Back to Starfleet Academy
All in all, the first season of Starfleet Academy does a decent job of threading the needle: its young characters get to drive their own stories, and we see the older characters as deeply flawed. In particular, Chancellor Nahla Ake is a decent person who has made a terrible mistake that she has to atone for: sentencing Caleb Mir’s mother to a long prison sentence for a murder that was (probably) committed by Nus Braka. The kids get to rebel but ultimately they learn to respect Starfleet and their teachers. Starfleet Academy tips its hat to YA, but doesn’t have much in common with the Peak YA of the 2010s.

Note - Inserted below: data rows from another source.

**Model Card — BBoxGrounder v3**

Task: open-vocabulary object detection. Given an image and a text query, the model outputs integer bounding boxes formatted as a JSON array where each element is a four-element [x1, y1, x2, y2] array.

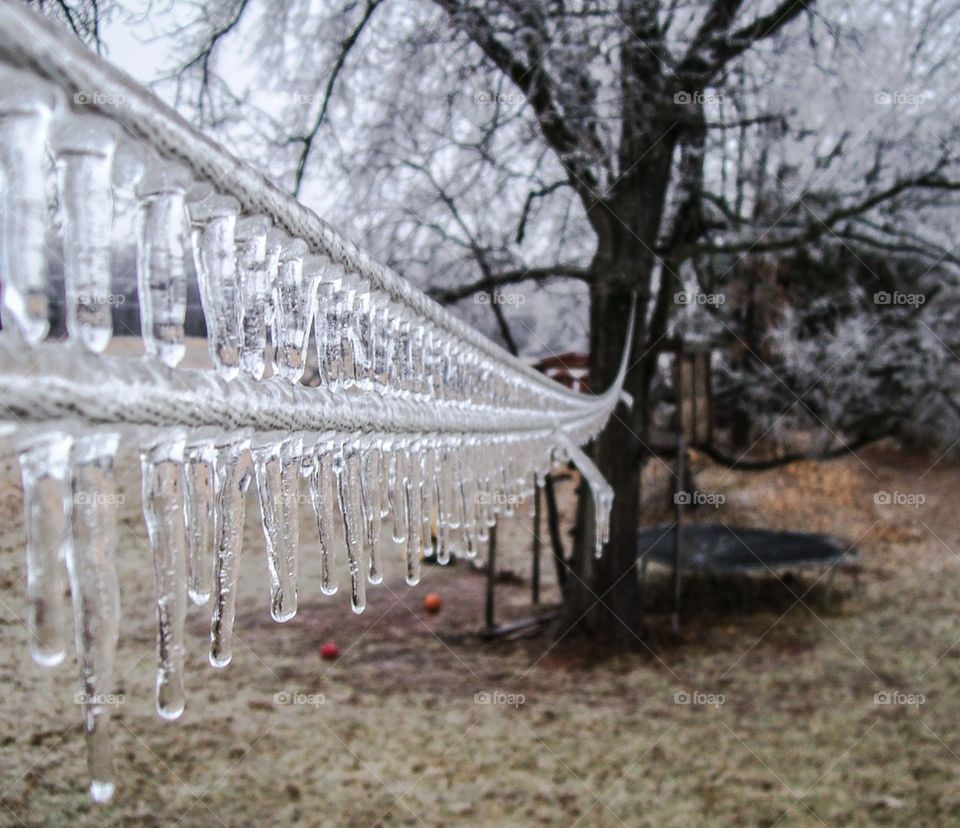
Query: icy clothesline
[[0, 3, 586, 406], [0, 3, 629, 801]]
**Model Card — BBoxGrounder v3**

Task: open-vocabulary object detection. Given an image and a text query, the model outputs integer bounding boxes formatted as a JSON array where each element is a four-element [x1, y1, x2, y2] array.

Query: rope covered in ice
[[0, 3, 589, 407], [0, 332, 619, 443]]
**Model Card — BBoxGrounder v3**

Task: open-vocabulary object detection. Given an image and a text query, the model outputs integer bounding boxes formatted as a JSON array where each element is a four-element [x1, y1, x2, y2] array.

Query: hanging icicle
[[0, 3, 629, 802]]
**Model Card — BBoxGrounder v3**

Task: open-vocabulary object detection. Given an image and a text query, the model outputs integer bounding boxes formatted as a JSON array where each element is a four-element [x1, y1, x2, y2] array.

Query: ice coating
[[234, 216, 279, 379], [0, 65, 56, 343], [210, 434, 252, 667], [19, 430, 73, 667], [273, 239, 320, 382], [309, 440, 339, 595], [53, 115, 116, 353], [250, 434, 303, 622], [183, 437, 216, 604], [400, 440, 423, 586], [67, 432, 121, 802], [190, 196, 243, 380], [333, 441, 367, 613], [387, 442, 410, 543], [140, 432, 187, 719], [558, 434, 613, 558], [137, 168, 187, 367], [0, 12, 632, 800], [360, 445, 383, 584], [415, 440, 436, 556]]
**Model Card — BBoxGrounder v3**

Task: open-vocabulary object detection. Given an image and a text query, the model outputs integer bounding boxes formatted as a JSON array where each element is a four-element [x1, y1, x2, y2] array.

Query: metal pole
[[486, 524, 497, 632], [671, 428, 687, 632], [530, 482, 542, 607]]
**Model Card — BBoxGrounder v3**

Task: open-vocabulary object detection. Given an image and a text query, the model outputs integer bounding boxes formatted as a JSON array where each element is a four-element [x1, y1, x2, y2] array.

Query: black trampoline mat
[[637, 523, 857, 573]]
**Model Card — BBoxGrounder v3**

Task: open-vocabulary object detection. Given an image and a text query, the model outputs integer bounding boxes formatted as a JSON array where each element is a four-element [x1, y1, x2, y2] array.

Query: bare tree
[[48, 0, 960, 642]]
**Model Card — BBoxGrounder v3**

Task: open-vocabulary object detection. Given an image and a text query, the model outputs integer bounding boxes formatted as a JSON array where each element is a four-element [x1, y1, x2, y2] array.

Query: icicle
[[557, 433, 613, 558], [378, 434, 393, 520], [431, 442, 452, 566], [403, 445, 423, 586], [360, 445, 383, 584], [371, 297, 394, 388], [310, 439, 339, 595], [183, 437, 216, 604], [67, 433, 120, 802], [333, 438, 367, 613], [19, 430, 73, 667], [210, 433, 251, 667], [313, 274, 342, 387], [235, 216, 279, 379], [140, 432, 187, 719], [387, 442, 409, 543], [250, 434, 303, 622], [273, 239, 320, 382], [344, 280, 373, 390], [263, 227, 290, 333], [190, 196, 243, 380], [54, 115, 116, 353], [420, 441, 439, 560], [137, 164, 187, 367], [457, 440, 477, 558], [0, 66, 57, 343]]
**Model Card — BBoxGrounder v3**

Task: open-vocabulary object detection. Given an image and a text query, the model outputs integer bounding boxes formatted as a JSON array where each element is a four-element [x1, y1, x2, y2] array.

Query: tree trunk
[[557, 178, 673, 646]]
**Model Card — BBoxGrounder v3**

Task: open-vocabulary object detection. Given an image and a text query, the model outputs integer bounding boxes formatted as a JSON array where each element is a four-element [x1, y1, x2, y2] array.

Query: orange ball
[[320, 641, 340, 661]]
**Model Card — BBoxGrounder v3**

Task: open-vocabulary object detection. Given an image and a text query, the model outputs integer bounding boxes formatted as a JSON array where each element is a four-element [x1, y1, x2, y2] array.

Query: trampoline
[[637, 523, 859, 625]]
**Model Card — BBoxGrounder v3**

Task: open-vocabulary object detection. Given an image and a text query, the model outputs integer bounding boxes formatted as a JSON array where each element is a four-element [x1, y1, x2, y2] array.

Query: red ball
[[320, 641, 340, 661]]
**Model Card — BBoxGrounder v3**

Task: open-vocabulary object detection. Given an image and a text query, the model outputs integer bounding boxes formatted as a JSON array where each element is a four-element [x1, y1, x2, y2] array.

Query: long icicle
[[360, 445, 383, 584], [334, 440, 367, 613], [140, 432, 187, 719], [19, 430, 73, 667], [250, 434, 303, 622], [210, 434, 251, 667], [183, 436, 217, 604], [67, 432, 122, 802], [309, 439, 339, 595]]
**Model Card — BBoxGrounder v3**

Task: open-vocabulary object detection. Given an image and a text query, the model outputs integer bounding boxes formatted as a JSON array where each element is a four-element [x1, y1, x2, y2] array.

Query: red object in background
[[533, 351, 590, 394], [320, 641, 340, 661]]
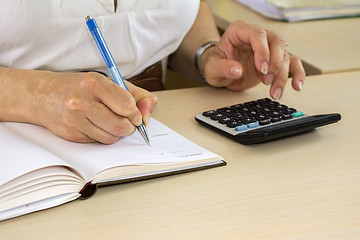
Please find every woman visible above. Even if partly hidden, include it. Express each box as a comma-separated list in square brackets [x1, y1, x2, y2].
[0, 0, 305, 144]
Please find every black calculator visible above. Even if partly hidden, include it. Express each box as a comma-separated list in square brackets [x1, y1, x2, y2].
[195, 98, 341, 144]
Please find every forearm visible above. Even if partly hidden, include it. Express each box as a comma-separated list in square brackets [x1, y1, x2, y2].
[0, 67, 48, 124]
[169, 1, 220, 81]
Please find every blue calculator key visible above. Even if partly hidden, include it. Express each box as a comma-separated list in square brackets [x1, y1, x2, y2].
[292, 112, 304, 118]
[235, 125, 247, 132]
[247, 122, 259, 128]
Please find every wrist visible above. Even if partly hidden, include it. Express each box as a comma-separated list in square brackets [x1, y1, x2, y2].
[195, 41, 218, 83]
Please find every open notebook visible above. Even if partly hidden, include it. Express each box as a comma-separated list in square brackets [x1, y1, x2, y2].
[0, 118, 226, 221]
[237, 0, 360, 22]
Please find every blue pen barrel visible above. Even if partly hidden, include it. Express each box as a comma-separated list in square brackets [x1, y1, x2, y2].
[86, 18, 128, 90]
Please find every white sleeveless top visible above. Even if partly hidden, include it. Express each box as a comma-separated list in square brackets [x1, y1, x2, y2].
[0, 0, 199, 78]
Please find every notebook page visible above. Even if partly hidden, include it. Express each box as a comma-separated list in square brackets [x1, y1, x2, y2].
[0, 122, 76, 186]
[4, 118, 218, 181]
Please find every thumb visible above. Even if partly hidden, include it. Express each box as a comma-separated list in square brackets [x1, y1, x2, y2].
[205, 58, 243, 87]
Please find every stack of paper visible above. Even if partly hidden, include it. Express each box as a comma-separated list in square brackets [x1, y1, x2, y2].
[237, 0, 360, 22]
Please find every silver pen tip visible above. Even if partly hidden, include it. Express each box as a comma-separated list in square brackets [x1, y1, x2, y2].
[85, 15, 92, 21]
[136, 124, 151, 147]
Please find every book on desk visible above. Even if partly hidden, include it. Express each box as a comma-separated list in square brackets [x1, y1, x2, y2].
[0, 118, 226, 221]
[237, 0, 360, 22]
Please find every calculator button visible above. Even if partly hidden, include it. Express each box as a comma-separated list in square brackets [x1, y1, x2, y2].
[235, 125, 247, 132]
[270, 117, 282, 122]
[210, 113, 226, 120]
[203, 110, 216, 117]
[217, 108, 238, 116]
[241, 118, 256, 124]
[292, 112, 304, 118]
[247, 122, 259, 128]
[259, 119, 270, 126]
[219, 117, 232, 124]
[288, 108, 297, 113]
[282, 114, 293, 120]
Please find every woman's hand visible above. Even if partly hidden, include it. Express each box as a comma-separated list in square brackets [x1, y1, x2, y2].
[203, 21, 305, 100]
[0, 68, 157, 144]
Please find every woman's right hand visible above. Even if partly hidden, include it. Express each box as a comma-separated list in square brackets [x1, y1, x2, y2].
[0, 69, 157, 144]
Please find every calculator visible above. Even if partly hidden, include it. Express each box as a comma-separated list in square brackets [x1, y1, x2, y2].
[195, 98, 341, 145]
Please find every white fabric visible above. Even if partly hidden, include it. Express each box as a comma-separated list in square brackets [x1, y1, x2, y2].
[0, 0, 199, 78]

That Peak YA – which includes Hunger Games as well as a ton of other great books – felt super potent back in the day. It was subversive, but also escapist (because getting to disregard and reject the people in charge is literally an escape from our dismal reality.) Now, though? Distrusting authority feels more like straightforward realism. It’s not exactly startling to find out that the people in charge are shit-eating fuckers. If anything, the notion of leaders who don’t eat shit feels like a rather counterintuitive form of wish-fulfillment.
So in a weird way, Starfleet Academy feels more escapist than the Hunger Games. And we’re currently in a moment where YA seems to be somewhat in flux (and has lost some of its popularity as a book and film genre). So it’s entirely possible that instead of reflecting where YA has already been, Starfleet Academy is pointing us a little bit in the direction of where YA could go next?
Anyway, I’m just glad there’s still one more season of Starfleet Academy left before we have to say goodbye to Jay-Den Kraag and friends (for now at least).